Ури Либерман улыбаясь вернулся назад.

– Ну, что я говорил. Всё появится в вечернем выпуске. Когда вы приедете к себе в отель, просмотрите там еврейские газеты.

– Вы шутите.

– Нет, правда! Ну, хорошо, обычно я не так уж тороплюсь с такого рода сообщениями, это ясно. Но когда происходит что-нибудь драматическое – в Бонне, например, министр негативно выразился в отношении Израиля – я печатаю его слова прямо на месте в мою волшебную шкатулку, нажимаю на кнопку, и четыре часа спустя газета с моим сообщением уже лежит в израильских киосках.

– Трудно представить, – Айзенхард действительно находился под сильным впечатлением.

– А вы проверьте.

– Непременно. Хотя, честно говоря, я нахожу все эти усилия избыточными.

Либерман засмеялся:

– Добро пожаловать в Израиль! Поверьте мне, израильтяне совершенно повёрнуты на всём, что касается новостей. Они постоянно слушают радио, каждый вечер смотрят новости по телевизору, да ещё и иорданские каналы, египетские и сирийские, и три раза на дню читают газеты. И не только евреи, но и палестинцы точно так же. И постоянно только и говорят о плохих новостях, взвинчивают себя, многие только из-за этого доводят себя до инфаркта. Просто мания какая-то; вы представить себе не можете. Это Израиль!
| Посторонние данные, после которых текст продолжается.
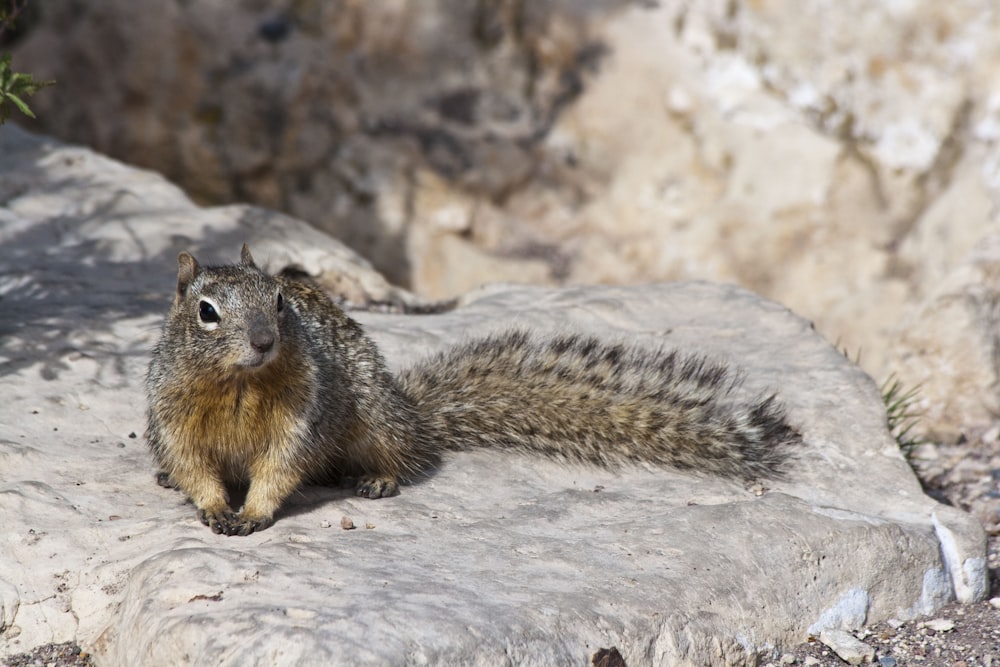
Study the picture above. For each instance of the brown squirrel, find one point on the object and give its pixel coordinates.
(262, 380)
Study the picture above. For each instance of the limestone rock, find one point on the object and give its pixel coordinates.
(492, 559)
(948, 348)
(837, 157)
(848, 647)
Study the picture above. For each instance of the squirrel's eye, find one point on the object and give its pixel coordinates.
(207, 312)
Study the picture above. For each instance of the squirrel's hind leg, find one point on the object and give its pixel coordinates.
(377, 486)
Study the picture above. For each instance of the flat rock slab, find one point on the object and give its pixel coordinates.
(495, 558)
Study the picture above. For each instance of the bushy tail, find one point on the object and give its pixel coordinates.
(578, 399)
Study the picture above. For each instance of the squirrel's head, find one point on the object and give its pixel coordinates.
(231, 314)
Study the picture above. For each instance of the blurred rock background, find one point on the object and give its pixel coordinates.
(842, 157)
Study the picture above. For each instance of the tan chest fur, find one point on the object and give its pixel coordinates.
(229, 421)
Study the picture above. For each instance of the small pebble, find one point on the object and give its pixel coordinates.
(939, 624)
(850, 649)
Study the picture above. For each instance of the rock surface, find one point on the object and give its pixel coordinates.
(494, 557)
(839, 157)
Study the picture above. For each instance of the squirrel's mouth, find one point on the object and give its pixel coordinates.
(255, 359)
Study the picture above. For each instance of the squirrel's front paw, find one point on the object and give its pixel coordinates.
(376, 487)
(232, 523)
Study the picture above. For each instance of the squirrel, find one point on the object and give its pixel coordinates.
(263, 381)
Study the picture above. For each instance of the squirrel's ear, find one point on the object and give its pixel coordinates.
(187, 269)
(245, 257)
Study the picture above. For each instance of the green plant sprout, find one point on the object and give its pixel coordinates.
(14, 86)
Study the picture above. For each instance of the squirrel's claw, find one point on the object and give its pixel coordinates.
(376, 487)
(232, 523)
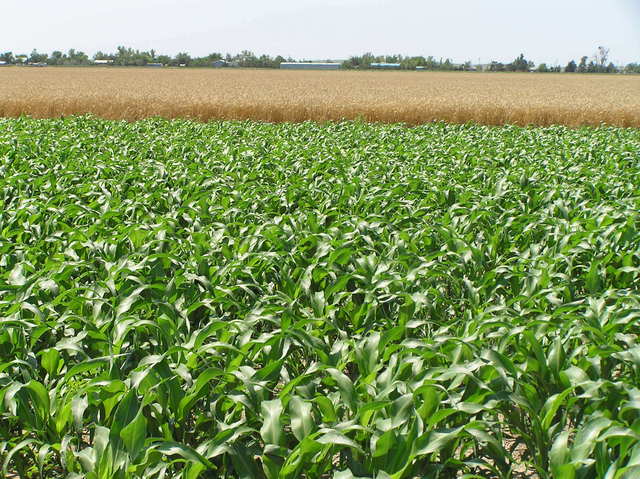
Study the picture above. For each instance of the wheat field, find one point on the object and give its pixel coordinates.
(275, 95)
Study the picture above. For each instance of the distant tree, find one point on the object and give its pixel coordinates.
(520, 64)
(602, 56)
(7, 57)
(36, 57)
(183, 58)
(56, 58)
(582, 67)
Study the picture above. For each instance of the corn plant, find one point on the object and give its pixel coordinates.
(341, 300)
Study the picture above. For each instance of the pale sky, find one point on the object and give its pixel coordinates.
(478, 30)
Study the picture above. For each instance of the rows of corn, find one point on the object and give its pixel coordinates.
(246, 300)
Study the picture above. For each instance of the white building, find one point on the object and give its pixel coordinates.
(310, 66)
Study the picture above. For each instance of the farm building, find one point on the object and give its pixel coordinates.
(310, 66)
(385, 65)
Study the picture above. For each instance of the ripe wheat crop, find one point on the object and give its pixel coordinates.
(190, 300)
(274, 96)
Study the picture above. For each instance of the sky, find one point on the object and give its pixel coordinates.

Итак, это был Израиль. Аэропорт имени Давида Бен-Гуриона на первый взгляд походил на любой другой аэропорт в любой другой средиземноморской стране: большой, пронизанный светом, жаркий и многолюдный. На второй взгляд Эйзенхардт заметил, что все надписи продублированы на трёх языках: по-еврейски, по-английски и по-арабски. Повсюду солдаты – бдительно держат руку на подвешенном автомате. Либерман в какой-то момент исчез, и людской поток подхватил Эйзенхардта и вынес на контроль, изматывающий нервы своей дотошностью: они всё перевернули в его чемодане вверх дном. А затем толпа вынесла его из здания аэропорта под безоблачное небо Тель-Авива. За решёткой ограждения теснились люди, с ожиданием вглядываясь в каждое новое лицо. То тут, то там раздавались вскрики, и люди бросались друг к другу в объятия прямо через решётку, только и слышно было «шалом» или «салям алейкум», смех и плач радости. Эйзенхардт чувствовал себя посреди этой кутерьмы потерянным.